Poland, which became one of the first major countries in the West to vote in a national conservative government in 2015, faces a make-or-break election on Sunday, with globalist former premier Donald Tusk poised to return to office at the head of a coalition of left-leaning parties.
Tusk, who abandoned his post as Prime Minister of Poland to take up a much better-paid position as President of the Council of Europe shortly before his party Civic Platform was thrown out of office in 2015, is now eyeing a political comeback. He accuses Law and Justice of “systematically planning, in cold blood, to take Poland out of the European Union.”
Despite its skepticism about the aspirations of politicians in countries like Germany to turn the EU into a fully-fledged United States of Europe – and its willingness to refuse to implement EU policies such as compulsory migrant quotas – Law and Justice denies these accusations.
Law and Justice, commonly known as PiS, also accuse Tusk of being a German puppet, – one of its election adverts featuring the German ambassador calling up PiS leader Jarosław Kaczyński and telling him what to do, with Kaczyński replying those days are over.
PiS has organized a number of referendums to take place on the same day as the election.
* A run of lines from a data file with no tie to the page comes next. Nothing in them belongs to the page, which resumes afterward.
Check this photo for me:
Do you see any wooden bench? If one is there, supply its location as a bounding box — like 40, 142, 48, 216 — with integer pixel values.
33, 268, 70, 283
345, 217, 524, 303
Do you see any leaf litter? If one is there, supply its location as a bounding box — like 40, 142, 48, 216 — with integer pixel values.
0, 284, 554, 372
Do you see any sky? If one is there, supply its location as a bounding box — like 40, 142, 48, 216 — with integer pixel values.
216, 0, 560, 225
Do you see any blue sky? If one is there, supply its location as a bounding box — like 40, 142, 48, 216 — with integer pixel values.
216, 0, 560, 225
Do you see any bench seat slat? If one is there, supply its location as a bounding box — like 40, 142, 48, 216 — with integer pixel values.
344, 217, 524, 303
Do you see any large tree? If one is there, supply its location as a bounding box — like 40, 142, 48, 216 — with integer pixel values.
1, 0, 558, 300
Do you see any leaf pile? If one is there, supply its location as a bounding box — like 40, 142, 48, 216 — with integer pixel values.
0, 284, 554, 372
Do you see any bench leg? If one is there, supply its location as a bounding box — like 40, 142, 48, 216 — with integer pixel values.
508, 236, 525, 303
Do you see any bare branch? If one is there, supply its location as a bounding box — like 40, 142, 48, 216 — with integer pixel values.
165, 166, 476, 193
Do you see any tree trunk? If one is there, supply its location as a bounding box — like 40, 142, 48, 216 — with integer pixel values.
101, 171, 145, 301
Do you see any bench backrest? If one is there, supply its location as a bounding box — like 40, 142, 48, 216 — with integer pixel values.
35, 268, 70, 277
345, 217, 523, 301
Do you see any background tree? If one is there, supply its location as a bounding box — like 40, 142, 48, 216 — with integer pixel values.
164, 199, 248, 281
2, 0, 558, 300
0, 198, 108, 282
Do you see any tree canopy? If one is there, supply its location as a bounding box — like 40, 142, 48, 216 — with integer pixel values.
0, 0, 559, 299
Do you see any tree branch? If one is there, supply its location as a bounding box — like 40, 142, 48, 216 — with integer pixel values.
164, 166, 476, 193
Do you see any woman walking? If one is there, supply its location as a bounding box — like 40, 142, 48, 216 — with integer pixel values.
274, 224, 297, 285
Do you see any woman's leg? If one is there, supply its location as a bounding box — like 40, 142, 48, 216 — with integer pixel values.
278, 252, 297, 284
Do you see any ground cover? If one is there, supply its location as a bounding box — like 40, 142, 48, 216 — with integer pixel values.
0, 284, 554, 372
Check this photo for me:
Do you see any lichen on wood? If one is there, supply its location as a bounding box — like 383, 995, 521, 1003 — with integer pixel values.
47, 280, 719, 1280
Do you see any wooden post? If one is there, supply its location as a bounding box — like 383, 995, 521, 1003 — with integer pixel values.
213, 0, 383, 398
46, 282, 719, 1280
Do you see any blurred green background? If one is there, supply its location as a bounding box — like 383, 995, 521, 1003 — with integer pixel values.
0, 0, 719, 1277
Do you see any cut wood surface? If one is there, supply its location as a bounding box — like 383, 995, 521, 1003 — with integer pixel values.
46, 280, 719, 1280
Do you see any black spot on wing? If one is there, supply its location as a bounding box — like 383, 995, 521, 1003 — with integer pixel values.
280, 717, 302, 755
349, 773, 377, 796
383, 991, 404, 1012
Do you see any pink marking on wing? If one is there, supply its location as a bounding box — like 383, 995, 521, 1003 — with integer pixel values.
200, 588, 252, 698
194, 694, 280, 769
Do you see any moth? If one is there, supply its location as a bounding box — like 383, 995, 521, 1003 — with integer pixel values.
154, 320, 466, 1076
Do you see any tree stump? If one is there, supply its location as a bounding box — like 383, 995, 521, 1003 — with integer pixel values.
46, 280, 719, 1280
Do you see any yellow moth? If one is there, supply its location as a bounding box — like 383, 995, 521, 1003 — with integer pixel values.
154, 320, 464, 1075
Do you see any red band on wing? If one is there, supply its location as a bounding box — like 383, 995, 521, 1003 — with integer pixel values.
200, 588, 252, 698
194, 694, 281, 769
One of the most pertinent relates to the state retirement age, which Tusk increased to 67 but which PiS reduced to 60 for women and 65 for men – despite resisting the mass migration which is supposed to be necessary to pay for aging Westerners.
Even more pertinent is a referendum on migrant quotas, which the EU is once again trying to force on Poland in response to the Mediterranean migrant crisis.
Tusk’s party agreed to migrant quotas before PiS replaced them and reversed the decision.